Кругом один обман | страница 72



Если нет серьезной причины… Убивать в себе любовь – это серьезная причина?

Я поднялась и пошла на кухню, а Полина села за пианино и стала играть песню, которую она подобрала по слуху. Играла плохо, а пела хорошо. Стало весело.

Зазвонил телефон. Это был хирург Шарафутдинов. Мы подружились с тех пор. Иногда перезванивались.

– Как мама? – спросил хирург.

– Песни поет, – ответила я. – Слышите?

Я протянула трубку к пианино.

– Боже… – отозвался хирург. – Я боялся спрашивать…

– На тебе сошелся клином белый свет, – голосила Полина. – На тебе сошелся клином белый свет…

Полина все про меня понимала. Но она понимала больше. Нет такого клина, на котором сошелся бы белый свет. Любой клин вышибается другим клином. А можно и не вышибать. Просто обойти и двигаться дальше.

Полина не всегда была «железный дровосек». Ее прошлое не было таким уж хрестоматийным. Недаром же ей была дана такая гордая осанка и такие синие глаза. Она любила, и ее любили. Она уходила, и от нее уходили. Было все. Но пришла старость и все уравняла. Как выпавший снег прикрывает весь мусор прошлого сезона.

Старость – это зима. Это – высота. И на многое смотришь сверху, и лучше видно.


Полина после операции прожила еще тридцать лет и умерла от другого.

Умирала она тяжело и долго. Все легло на Майку. Майка работала заведующей отделом в каком-то серьезном учреждении. Тащила большой воз: днем – напряженная работа, вечером – больная мать. Майка крутилась как белка в колесе: невозможно остановиться. И перспектива как у белки в колесе: перебирать лапами и бежать, бежать и ничего вокруг не видеть.

Стасик пытался помочь, но какая помощь от мужика, тем более что мы жили в разных концах города.

Выход был один – на тот свет. Полина это понимала. Попросила пригласить врача.

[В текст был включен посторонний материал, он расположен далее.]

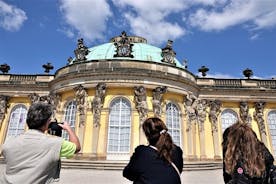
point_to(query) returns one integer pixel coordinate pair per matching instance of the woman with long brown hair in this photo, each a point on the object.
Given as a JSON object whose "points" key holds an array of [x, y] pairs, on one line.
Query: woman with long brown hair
{"points": [[160, 162], [245, 158]]}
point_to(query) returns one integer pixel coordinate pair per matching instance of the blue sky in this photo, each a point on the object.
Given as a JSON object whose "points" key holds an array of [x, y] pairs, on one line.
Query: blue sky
{"points": [[227, 36]]}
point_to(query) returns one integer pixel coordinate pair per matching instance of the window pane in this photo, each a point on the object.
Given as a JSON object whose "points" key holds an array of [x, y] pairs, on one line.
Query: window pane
{"points": [[228, 118], [272, 127], [17, 121], [70, 117], [119, 126], [173, 123]]}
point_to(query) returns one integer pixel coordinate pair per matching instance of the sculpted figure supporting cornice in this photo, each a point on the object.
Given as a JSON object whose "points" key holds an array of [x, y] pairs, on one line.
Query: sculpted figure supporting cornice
{"points": [[157, 95], [81, 99], [3, 107], [34, 98], [190, 103], [244, 112], [213, 114], [259, 115], [97, 103], [140, 98]]}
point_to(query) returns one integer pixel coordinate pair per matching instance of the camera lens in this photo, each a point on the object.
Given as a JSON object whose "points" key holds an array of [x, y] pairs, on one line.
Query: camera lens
{"points": [[55, 129]]}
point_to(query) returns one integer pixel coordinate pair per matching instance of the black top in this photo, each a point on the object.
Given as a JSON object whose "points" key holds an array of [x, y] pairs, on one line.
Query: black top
{"points": [[146, 167], [238, 178]]}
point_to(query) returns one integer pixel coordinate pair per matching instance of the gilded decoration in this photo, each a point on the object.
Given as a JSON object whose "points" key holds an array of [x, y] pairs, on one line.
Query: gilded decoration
{"points": [[81, 98], [123, 46], [244, 112], [157, 99], [201, 113], [168, 53], [3, 107], [259, 115], [97, 103], [190, 102], [81, 52], [215, 106], [140, 98]]}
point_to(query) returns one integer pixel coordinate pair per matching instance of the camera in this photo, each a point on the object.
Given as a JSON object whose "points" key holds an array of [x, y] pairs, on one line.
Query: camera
{"points": [[55, 129]]}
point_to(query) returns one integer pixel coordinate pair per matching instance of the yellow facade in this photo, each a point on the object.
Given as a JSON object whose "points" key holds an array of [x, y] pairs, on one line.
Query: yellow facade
{"points": [[121, 76]]}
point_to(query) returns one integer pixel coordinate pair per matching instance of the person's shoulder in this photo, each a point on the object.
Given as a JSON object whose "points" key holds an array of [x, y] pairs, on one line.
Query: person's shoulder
{"points": [[177, 149], [141, 148]]}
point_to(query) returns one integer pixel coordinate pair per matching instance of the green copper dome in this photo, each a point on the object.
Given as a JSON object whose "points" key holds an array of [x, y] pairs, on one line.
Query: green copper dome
{"points": [[140, 51], [126, 48]]}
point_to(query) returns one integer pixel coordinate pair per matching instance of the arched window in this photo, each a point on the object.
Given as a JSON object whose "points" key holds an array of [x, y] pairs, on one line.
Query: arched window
{"points": [[228, 118], [271, 121], [173, 122], [17, 121], [119, 126], [70, 117]]}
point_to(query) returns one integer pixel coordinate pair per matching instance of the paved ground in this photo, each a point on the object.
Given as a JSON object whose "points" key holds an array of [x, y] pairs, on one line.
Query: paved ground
{"points": [[81, 176]]}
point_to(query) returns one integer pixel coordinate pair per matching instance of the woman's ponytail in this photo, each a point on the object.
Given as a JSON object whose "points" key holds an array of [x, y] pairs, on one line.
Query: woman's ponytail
{"points": [[157, 135]]}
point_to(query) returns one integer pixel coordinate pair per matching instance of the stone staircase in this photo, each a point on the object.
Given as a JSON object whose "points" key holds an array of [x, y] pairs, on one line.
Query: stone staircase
{"points": [[119, 165]]}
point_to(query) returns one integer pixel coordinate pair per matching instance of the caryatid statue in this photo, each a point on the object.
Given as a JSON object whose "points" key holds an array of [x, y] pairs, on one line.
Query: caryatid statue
{"points": [[190, 102], [201, 113], [34, 97], [81, 97], [213, 114], [259, 115], [157, 99], [140, 98], [244, 112], [97, 102], [3, 107]]}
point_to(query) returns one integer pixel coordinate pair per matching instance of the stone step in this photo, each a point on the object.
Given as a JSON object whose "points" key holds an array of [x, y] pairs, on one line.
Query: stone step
{"points": [[119, 165]]}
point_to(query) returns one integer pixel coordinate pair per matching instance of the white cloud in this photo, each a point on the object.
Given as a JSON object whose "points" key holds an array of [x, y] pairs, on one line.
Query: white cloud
{"points": [[147, 18], [11, 17], [87, 17], [259, 13], [159, 20]]}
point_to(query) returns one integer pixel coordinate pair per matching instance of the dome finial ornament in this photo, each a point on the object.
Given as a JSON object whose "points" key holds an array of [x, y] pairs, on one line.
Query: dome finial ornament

Явился пожилой психиатр, похожий на Вольфа Мессинга, – лохматый и носатый.

– На что жалуетесь? – участливо спросил врач.

– Я прошу у вас помощи, – твердо сказала Полина. – Понимаете? Моя дочь работает. Ей платят не за красивые глаза. Потом она приходит домой, а здесь вторая смена. Со мной. Она устает. Она не выдерживает. Помогите мне не жить.

Врач покивал головой, как бы соглашаясь с доводами. Обычно так общаются с сумасшедшими. Делают вид, что все понимают и сочувствуют, а на самом деле не верят. Нормальный человек хочет жить. А если не хочет – значит, ненормальный.

Майка и Яков Михайлович стояли за спиной врача и тихо плакали. Они знали, что Полина в своем уме. Просто она привыкла служить семье, и ей невыносимо быть в тягость.